Here’s some more resources:

  • Jeff Atwood’s book list is a great starting point. Definitely take a look and read some of these.

  • The Mythical Man Month. It’s on Jeff Atwood’s list, but hey, I know some people don’t click links. Brooks’ law comes from this book. It’s probably the most influential book on software engineering. Read it.

  • Smart And Gets Things Done is a book on hiring. Why would you read a book on hiring? How your company hires determines who your company hires determines your experience at the company. If you apply for a job at a company and their hiring process is less than ideal, don’t work there.

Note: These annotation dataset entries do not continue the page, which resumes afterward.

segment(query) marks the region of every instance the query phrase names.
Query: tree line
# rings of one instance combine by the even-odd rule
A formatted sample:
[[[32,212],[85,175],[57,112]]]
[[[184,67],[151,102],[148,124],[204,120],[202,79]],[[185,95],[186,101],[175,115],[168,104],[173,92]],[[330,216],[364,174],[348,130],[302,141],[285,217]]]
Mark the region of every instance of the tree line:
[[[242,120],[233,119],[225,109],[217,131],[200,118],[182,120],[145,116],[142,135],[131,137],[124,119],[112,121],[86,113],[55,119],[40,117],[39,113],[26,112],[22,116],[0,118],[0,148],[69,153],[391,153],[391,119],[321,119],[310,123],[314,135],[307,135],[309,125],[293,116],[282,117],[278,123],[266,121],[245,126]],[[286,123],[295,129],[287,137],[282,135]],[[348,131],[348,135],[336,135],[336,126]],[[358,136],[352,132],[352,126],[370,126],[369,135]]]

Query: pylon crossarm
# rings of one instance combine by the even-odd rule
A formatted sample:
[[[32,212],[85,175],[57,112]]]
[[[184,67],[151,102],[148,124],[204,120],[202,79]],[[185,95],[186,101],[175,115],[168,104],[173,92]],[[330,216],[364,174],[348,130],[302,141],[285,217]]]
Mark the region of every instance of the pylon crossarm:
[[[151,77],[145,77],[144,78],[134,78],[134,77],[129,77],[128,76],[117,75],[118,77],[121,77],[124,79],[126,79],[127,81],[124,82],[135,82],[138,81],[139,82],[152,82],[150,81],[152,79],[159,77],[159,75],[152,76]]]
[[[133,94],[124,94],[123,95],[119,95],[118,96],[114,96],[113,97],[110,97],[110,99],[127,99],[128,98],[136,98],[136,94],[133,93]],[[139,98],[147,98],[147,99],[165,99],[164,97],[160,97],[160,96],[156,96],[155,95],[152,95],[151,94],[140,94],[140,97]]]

  • Joel on Software and Coding Horror are two classic blogs on software engineering. They’re a little old, but their knowledge is still really useful.

  • Spark is Torch’s mentorship program. We’re mostly teaching the nitty gritty details, but you’re working on a team with other people, so you’ll get to pick up the technique as well. Plus you get to be mentored by me!

  • Get A Job. Ultimately this is the best way to learn. Get an internship and you’ll learn more about how to write software in three months than in four years.

Security

Security is another area we woefully neglect. Which is odd since security permeates every programming job ever. Even if you don’t end up in tech. Even if you give up CS to pursue your dream of a PhD in mid-to-late-20th century LGBTQ+ Spanish film, security is an essential part of modern life.

Forget CS students. We should be teaching everybody how passwords work. Everybody should have a working understanding of password hashing, of password complexity and of how people can brute force passwords. Everybody should know enough that if a website emails them a plaintext password, they should delete that account and change all of their passwords. Everybody should know about phishing scams, about social engineering, about verifying identity.

We should be teaching people to use password safes and not create passwords from their kids names and birthdays. We should be teaching them to, yes, use two factor authentication. Sorry but NYU got this one right1.

For CS students, we shouldn’t stop there. We should understand how classic symmetric and asymmetric algorithms work. Asymmetric encryption powers the internet. We should learn about elliptic curves and key generation algorithms. We should learn about SSH keys, about HTTPS, about how to create secure systems.

But wait, there’s even more! We haven’t even covered the really technical topics like buffer overflows or speculative execution attacks. These aren’t the easiest to understand but hey, Spectre literally affected almost every computer around.

This is only the tip of the iceberg. I’m not an expert on security, far from it. Here’s a few resources to help you:

  • Troy Hunt blogs a lot about security. He has great recommendations on passwords and general web security.

  • The Spectre Paper isn’t a bad read if you know your computer architecture.

  • Diffie-Hellman is super super foundational for the internet. I’d recommend understanding it.

Keep Learning

If you read this and think “geez, there’s a lot of gaps in NYU’s education”, you wouldn’t be wrong. NYU doesn’t teach a lot of subjects that I believe are essential. However the same is true of all schools to some extent or another. Nobody leaves college knowing enough. It’s not like your professors coordinate and figure out exactly what to teach so that every student gets a perfectly seamless and comprehensive education. No, they teach their course and if they run out of time and some material falls through the cracks, well so be it. Not to mention, each and every person’s definition of enough is different—and changes as time passes.

What’s an ambitious student to do? Don’t take school as the be all end all of knowledge. School is but one place where you can learn. Don’t use “it wasn’t taught” as an excuse for not knowing something. Read books, watch videos, ask people about different topics. You may surprise yourself with what you discover.

  1. Kinda. They could make it so MFA stayed valid for longer than a day.